A blastomere biopsy is done by holding the embryo at 9 o'clock with a micro-holding pipette; simultaneously, a micro-manipulation pipette containing acidic tyrode solution is placed adjacent to the zona pellucida, or wall of the embryo. The tyrode solution is gently extruded to thin the zona and slowly make a small opening. The manipulation pipette is placed through the opening in the zona, and a single blastomere is carefully removed and gently aspirated into the pipette and expelled into the surrounding medium. After all the embryos have undergone biopsy and placed in their individually numbered dishes corresponding to the embryo that they were removed from, the cytoplasm is washed away and the nucleus (containing the chromosomes) is fixed to a slide to be sent for evaluation. The embryos are then placed back in the incubator while awaiting the results.
Picture of an 8+ cell embryo undergoing embryo biopsy, with a micro-holding pipette on the left and a micro-manipulating pipette on the right gently removing a single cell or blastomere for Preimplantation Genetic Diagnosis (PGD) analysis.
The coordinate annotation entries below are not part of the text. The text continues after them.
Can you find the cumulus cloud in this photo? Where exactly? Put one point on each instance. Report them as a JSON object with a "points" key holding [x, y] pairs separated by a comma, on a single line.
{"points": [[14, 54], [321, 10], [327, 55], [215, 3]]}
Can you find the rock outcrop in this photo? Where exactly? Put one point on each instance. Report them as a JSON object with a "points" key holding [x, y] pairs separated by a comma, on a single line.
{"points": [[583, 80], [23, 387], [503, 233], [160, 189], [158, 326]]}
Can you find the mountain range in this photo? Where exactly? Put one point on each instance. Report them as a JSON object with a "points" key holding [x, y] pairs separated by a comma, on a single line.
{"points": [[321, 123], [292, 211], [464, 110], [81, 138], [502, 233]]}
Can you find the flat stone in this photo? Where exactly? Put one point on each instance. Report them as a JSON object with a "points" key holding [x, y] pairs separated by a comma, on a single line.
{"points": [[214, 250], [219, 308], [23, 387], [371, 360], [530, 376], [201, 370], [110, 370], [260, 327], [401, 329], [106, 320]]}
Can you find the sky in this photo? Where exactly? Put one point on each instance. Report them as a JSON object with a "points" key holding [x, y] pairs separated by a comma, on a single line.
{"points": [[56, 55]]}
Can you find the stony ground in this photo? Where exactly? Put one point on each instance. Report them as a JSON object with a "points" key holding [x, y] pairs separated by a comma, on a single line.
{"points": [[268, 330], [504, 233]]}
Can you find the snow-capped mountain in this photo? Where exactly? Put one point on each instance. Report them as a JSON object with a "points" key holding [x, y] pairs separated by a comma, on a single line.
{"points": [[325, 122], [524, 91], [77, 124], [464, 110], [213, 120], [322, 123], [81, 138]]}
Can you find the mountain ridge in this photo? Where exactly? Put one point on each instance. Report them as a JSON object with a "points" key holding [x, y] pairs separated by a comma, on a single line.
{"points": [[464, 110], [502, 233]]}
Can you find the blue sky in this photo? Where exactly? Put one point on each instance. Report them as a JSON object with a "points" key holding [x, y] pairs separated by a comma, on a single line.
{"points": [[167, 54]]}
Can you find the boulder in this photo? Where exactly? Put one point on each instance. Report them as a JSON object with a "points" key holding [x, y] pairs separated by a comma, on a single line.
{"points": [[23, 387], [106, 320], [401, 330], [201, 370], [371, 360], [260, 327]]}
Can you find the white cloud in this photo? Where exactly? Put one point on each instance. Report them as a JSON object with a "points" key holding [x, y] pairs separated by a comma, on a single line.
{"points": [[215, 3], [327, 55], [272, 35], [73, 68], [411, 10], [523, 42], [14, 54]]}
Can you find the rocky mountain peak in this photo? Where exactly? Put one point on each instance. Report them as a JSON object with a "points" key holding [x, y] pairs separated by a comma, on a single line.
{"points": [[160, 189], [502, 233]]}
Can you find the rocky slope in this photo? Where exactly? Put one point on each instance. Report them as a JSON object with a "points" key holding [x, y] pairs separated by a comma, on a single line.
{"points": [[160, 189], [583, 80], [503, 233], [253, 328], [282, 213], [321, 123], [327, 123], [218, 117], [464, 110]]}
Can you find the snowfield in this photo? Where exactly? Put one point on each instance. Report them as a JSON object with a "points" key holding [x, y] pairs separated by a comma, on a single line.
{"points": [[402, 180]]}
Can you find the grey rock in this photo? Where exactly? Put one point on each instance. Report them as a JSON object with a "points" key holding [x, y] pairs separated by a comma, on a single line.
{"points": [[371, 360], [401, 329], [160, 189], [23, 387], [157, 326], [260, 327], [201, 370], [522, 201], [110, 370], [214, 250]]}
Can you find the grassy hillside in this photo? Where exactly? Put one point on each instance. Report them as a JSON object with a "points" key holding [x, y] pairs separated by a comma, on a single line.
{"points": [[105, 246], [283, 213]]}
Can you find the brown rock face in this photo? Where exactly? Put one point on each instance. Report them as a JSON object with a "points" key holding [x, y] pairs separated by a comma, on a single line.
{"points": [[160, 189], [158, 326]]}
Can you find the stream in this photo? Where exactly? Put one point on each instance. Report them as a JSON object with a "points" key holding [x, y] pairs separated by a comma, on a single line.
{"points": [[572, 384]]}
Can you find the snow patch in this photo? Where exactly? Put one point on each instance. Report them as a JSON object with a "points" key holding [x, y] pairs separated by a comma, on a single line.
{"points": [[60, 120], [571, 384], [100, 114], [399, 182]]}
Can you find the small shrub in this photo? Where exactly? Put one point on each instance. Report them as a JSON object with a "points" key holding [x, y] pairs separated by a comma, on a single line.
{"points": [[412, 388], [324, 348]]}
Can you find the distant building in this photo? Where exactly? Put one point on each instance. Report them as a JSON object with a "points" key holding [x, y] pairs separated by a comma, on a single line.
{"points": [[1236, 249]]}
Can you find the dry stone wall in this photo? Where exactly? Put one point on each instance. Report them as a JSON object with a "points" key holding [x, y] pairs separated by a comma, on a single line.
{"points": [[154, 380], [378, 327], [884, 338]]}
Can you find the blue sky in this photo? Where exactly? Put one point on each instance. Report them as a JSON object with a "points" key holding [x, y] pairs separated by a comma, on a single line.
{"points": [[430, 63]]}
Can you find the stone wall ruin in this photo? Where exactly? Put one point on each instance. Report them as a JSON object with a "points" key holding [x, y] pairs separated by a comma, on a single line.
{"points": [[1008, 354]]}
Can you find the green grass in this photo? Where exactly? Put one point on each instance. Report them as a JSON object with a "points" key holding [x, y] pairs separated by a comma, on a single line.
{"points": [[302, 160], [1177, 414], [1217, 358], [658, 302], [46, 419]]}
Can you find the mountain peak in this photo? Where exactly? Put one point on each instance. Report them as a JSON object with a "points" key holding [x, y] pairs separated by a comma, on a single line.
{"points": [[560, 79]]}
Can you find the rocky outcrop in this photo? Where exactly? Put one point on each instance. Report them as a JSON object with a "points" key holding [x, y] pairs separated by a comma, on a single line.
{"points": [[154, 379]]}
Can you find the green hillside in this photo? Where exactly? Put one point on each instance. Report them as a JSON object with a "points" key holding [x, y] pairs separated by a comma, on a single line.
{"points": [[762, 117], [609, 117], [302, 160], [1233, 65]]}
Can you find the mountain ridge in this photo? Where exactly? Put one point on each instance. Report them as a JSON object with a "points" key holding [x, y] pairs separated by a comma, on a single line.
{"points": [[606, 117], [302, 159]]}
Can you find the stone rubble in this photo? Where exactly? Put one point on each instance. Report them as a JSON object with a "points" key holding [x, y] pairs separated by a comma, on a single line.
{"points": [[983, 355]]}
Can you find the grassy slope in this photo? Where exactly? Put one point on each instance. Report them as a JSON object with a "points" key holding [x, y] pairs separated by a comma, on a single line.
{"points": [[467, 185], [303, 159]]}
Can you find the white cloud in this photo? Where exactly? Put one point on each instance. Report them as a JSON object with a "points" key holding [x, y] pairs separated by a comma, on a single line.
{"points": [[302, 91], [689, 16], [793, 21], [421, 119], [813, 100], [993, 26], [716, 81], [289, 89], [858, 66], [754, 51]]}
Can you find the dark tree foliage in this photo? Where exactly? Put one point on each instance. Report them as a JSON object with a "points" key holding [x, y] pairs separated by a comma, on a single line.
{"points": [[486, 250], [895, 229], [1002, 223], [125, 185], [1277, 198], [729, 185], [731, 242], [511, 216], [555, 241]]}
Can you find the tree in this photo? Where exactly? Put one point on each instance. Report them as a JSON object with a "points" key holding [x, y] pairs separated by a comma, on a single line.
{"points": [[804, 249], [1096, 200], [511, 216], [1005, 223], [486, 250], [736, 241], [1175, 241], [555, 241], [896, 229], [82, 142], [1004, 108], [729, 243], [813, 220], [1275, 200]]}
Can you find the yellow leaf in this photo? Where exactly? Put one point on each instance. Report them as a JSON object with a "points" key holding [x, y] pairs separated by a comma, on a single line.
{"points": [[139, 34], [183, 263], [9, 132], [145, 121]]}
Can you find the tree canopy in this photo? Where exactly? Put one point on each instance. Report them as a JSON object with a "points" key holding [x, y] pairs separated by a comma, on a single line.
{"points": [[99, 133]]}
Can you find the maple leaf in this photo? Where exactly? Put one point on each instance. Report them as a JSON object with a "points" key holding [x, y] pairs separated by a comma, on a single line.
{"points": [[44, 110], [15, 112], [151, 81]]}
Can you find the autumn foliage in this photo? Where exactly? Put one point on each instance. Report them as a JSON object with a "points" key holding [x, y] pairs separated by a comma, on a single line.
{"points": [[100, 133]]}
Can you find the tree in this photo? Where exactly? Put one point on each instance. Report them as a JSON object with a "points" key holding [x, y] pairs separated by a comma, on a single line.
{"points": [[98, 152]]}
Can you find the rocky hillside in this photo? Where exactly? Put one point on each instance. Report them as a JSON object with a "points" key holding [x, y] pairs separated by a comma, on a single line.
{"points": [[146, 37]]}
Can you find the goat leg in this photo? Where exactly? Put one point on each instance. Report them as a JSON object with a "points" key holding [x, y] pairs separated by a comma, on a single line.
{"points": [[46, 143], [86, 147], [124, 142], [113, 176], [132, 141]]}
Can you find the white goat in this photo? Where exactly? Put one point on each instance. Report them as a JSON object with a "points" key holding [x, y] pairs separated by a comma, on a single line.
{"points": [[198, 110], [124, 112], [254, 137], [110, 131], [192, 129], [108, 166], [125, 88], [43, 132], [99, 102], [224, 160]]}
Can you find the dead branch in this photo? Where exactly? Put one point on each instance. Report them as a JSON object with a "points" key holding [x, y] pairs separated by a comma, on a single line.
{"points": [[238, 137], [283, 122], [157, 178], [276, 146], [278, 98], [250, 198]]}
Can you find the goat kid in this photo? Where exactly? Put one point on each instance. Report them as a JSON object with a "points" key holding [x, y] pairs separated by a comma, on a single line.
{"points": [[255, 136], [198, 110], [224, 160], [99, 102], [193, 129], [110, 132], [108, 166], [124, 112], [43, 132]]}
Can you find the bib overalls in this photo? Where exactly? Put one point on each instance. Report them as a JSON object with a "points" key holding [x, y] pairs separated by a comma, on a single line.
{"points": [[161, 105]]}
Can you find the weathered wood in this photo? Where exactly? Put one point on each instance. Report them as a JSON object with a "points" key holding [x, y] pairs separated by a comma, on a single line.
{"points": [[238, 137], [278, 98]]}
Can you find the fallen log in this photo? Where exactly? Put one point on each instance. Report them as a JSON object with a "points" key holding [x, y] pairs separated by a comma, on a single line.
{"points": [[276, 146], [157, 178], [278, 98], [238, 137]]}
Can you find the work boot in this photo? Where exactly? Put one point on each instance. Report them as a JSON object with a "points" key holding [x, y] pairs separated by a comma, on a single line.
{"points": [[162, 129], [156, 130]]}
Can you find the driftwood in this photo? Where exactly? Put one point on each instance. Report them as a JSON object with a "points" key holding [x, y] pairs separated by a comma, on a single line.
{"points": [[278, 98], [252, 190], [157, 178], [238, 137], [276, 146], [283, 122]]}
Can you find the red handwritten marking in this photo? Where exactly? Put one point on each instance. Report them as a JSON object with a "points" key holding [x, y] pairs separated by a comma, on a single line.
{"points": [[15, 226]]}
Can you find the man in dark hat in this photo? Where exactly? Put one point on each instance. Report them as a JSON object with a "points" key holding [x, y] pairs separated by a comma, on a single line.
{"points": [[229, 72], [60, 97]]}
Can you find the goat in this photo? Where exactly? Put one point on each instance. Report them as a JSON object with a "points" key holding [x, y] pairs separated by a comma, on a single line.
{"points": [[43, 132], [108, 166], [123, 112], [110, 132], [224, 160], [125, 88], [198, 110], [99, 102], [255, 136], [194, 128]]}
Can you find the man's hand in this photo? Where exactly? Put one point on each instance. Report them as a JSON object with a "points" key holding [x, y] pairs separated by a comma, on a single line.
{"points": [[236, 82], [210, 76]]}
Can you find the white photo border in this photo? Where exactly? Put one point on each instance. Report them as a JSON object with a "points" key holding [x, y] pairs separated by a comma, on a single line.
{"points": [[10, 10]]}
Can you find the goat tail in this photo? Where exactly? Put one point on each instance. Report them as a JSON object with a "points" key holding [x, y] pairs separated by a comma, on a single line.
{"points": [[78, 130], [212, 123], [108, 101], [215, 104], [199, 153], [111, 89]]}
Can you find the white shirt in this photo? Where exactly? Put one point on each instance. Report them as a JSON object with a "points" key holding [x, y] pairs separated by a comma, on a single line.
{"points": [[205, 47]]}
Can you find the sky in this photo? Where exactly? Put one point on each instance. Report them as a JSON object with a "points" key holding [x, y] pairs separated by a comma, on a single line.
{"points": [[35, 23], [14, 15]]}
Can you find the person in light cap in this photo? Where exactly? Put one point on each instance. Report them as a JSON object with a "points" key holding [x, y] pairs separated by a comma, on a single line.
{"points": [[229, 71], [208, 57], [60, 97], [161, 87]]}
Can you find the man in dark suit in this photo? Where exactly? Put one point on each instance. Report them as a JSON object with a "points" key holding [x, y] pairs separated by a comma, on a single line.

Video made at Arizona Center for Fertility Studies of a normal embryo undergoing embryo biopsy for Preimplantation Genetic Diagnosis (PGD).
Even after a successful pregnancy, it is still recommended by some Obstetricians that either amniocentesis or CVS be done since PGD is not 100% accurate in diagnosing chromosome abnormalities (about 90%). Arizona Center for Fertility Studies does not recommend this, but the couple is already aware of this possibility and the decision is up to them. Most do not choose to do an amnio or CVS since the risks of having a complication from the procedure is much higher than the odds of "missing" a chromosome abnormality. To date, there are thousands of babies born who underwent PGD as embryos with no reported statistical increase in birth defects or other identifiable problems.